Début d’acceptation de la Planification Familiale à Maka Colibantan : Les prémices d’une sensibilisation portée par « L’Ecole des maris »


homme

Des hommes font sauter les barrières socioculturelles à Maka Colibantan dans la région de Tambacounda, à plus de 450 km à l’Est de Dakar. Regroupés autour de « L’Ecole des Maris », ils mènent des campagnes de sensibilisation qui n’ont pas laissé indifférents d’autres hommes et des religieux. Conséquence : le taux de prévalence contraceptive qui était à moins de 1% est déjà passé à 7%.

Maka Colibantan porte le cliché des zones éloignées au Sénégal. Son enclavement et son éloignement ont favorisé le conservatisme. Les us et les coutumes ont encore tout leur poids. Il y a moins de 4 ans, la planification familiale était un sujet tabou. Echanger sur cette question n’était pas vu d’un bon œil. Conséquence : peu de femmes avait adopté l’espacement des naissances.

« Personne n’osait parler de la planification familiale, car elle était interprétée comme contraire à la religion. Il était fréquent de voir une femme tomber enceinte trois mois après son accouchement », a témoigné Fodé Kane, un des membres de «l’Ecole des maris».

La situation était alarmante.
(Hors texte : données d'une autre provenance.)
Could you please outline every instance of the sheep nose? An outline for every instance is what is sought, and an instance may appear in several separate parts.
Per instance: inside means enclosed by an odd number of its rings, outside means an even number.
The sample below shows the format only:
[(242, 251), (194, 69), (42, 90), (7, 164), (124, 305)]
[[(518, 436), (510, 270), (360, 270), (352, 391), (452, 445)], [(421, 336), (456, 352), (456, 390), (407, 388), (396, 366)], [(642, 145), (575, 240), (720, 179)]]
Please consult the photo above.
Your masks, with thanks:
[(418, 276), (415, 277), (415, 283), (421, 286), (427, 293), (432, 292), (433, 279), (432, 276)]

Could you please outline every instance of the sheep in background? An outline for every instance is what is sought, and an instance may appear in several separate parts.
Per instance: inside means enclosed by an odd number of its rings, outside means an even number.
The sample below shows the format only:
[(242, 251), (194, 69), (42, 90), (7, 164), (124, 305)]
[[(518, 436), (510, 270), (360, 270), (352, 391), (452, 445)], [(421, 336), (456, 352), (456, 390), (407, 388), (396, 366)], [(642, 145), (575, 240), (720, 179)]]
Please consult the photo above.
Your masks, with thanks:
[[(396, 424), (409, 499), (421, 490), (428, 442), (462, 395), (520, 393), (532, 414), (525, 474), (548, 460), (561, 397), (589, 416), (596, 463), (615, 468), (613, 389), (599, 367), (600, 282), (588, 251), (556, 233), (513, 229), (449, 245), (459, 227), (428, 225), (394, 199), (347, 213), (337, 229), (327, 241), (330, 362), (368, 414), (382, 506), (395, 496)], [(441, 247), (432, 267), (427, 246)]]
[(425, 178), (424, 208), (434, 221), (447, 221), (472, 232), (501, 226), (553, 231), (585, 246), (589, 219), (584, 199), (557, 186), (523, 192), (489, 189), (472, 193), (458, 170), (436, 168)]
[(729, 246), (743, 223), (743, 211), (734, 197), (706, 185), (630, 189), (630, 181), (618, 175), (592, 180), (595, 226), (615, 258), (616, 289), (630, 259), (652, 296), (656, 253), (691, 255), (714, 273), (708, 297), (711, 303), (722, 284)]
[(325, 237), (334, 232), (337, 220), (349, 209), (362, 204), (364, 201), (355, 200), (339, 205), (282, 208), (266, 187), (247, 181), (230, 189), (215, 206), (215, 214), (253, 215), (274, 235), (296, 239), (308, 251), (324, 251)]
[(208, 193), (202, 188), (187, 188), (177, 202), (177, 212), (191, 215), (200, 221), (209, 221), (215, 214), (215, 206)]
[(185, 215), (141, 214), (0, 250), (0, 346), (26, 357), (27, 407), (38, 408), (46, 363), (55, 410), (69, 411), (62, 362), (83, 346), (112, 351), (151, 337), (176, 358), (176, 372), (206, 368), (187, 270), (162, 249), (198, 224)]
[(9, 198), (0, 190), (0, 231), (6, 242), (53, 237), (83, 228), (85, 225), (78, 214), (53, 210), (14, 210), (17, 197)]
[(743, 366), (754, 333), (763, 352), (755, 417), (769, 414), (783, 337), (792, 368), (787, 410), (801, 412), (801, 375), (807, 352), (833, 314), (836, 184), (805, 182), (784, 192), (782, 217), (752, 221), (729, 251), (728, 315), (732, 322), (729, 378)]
L’état de santé des femmes et des enfants se dégradait. Au regard de ces conséquences, les acteurs ont décidé alors d’ouvrir «l’Ecole des maris». C’est une nouvelle page qui s’ouvre dans cette contrée fermée sur elle-même. Désormais, les hommes modèles sont en premières lignes. Ils portent le plaidoyer pour sauver leurs femmes et leurs enfants.

« Nous organisons de façon régulière des causeries sur la planification familiale. Il y a aussi des visites à domicile. Nous allons sensibiliser les hommes sur la planification familiale. Aujourd’hui, à Maka Colibantan, les gens ont commencé à avoir une autre perception sur la planification familiale », a rapporté Fodé Kane, un membre actif de «l’Ecole des maris».

L’implication des hommes a fait tomber des barrières socioculturelles. Les femmes osent désormais aborder ce sujet tabou avec leur époux. Certaines bénéficient des services de la contraception. « Il y a un début prometteur d’acceptation de la planification familiale. Nous avons tenu plusieurs focus groupes avec des religieux et des imams », rapporte Fodé Kane.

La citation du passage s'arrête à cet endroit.